À l'Ordre des pharmaciens du Québec, on affirme que depuis 2010, le Conseil de discipline a reçu huit plaintes comprenant un chef de vol, possession, détournement ou consommation de stupéfiants de la part de pharmaciens. Hormis un cas qui fait l'objet d'un appel devant le tribunal des professions, tous les pharmaciens concernés par ces plaintes étaient aux prises avec des problèmes de consommation personnelle. Ils ne s'appropriaient pas de médicaments pour la revente, a indiqué Julie Villeneuve, chef du service des communications de l'Ordre.

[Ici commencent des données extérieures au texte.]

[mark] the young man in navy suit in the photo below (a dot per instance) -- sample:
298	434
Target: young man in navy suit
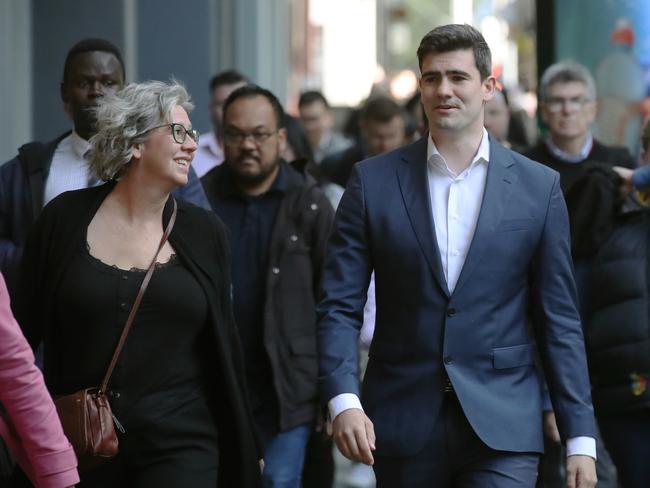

En 2013, le brevet pour l'OxyContin va expirer, ce qui veut dire que les sociétés pharmaceutiques qui produisent des médicaments génériques vont pouvoir commencer à en fabriquer des copies. Le caporal Luc Chicoine craint les impacts de la fin du brevet. «Est-ce que ça va engendrer une autre folie furieuse?», demande-t-il. Le problème n'est pas entre les mains de la GRC ou du SPVM, c'est un problème de société.»